仙台南がサヨナラ勝ち 

今野(仙台南)

 1点を争うシーソーゲームの幕切れは劇的だった。

 先制したのは富谷だった。四球と野選で一死一、二塁とし、4番・宮東直也の三ゴロを仙台南の三塁手・小窪恭平が送球エラー。二走・田村光識が先制のホームを踏んだ。

 2回に仙台南は同点に追いつくと、4回には互いに得点して2対2とした。同点に折り返すと、6回裏に仙台南は、この回先頭の3番・後藤翼がセンター前ヒットで出塁。4番・小池智己が犠打を決め、5番・渡辺充基はセンターフライに倒れたが、6番・小窪がセンター前に勝ち越し打を放った。

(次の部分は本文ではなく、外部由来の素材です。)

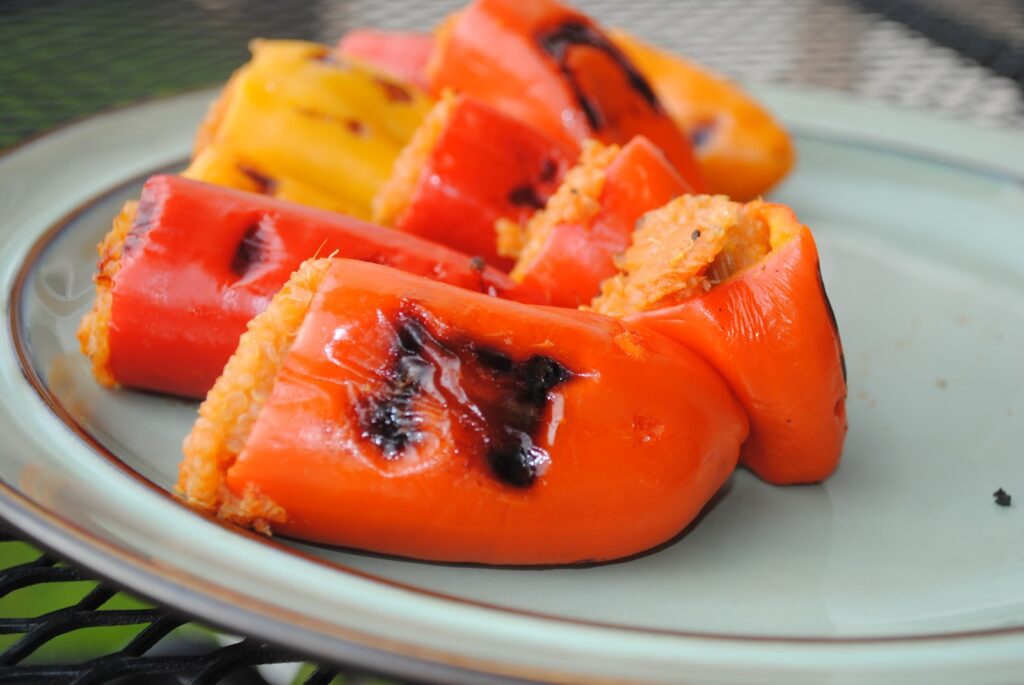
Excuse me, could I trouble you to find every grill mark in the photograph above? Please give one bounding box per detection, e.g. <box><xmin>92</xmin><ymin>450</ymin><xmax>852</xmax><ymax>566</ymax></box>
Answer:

 3対2と仙台南リード進んでいた8回、富谷が息を吹き返した。この回、先頭の7番・相澤侑也がライト前にヒットを放つと、8番・武内柊は犠打、代打・村上宏太郎は死球で走者を貯めた。1番・田村はショートゴロに倒れたが、二死二、三塁で2番・佐藤和哉がライト前に2点タイムリーを放って逆転。送球間に二塁に行くと、3番・山岸悠野のセンター前ヒットでホームインした。

 9回裏、それまで四死球1だった富谷の相澤が乱れたのもあるが、仙台南は諦めていなかった。4番・小池がカウント3対2から四球を選ぶと、渡辺が中安、小窪が死球で無死満塁。7番・大和勇次のセカンドゴロの間に1点を返すと、8番・今野陸は四球でまたも満塁。9番・大友貴裕は初球を右前に弾き返し、三走・渡辺が同点のホームを踏むと、二走・小窪もホームに滑り込み、仙台南がサヨナラ勝ちした。 

 

相澤(富野)

 仙台南はチームとして6年ぶりの県大会出場。五十嵐進悟監督は去年、松木健林部長は今年、赴任したばかりで6年前を知る者はいない。ここ数年、春も県大会から遠ざかっており、「最低でも県大会出場」を目指して練習に励んできたという。それだけに県大会での勝利に喜びも一入。「ビックリですね」と話した五十嵐監督はしばらくして「奇跡ですね」とも言い、勝利を噛み締めているようだった。

 チームを強くしたのは地区予選の結果もある。南部地区予選の2回戦で優勝した柴田(今夏の準優勝)と当たり、4対5で惜敗した。ここを乗り越えれば県大会出場が決まっていた試合だった。すんなりと県大会出場とはならなかったが、敗者復活戦で2勝して最低目標をクリアした。

 接戦の強さも持っていた。練習試合では終盤の逆転劇や1点差ゲームをものにするといった内容が多かったという。「諦めなければ可能性はあると思っていました」とは主将の小窪。地区予選の反省と、数々の練習試合で培ったリードされてもめげない免疫は公式戦でも生きた。

 今の目標は「柴田との再戦」。互いに勝ち進めば準々決勝で当たる組み合わせだ。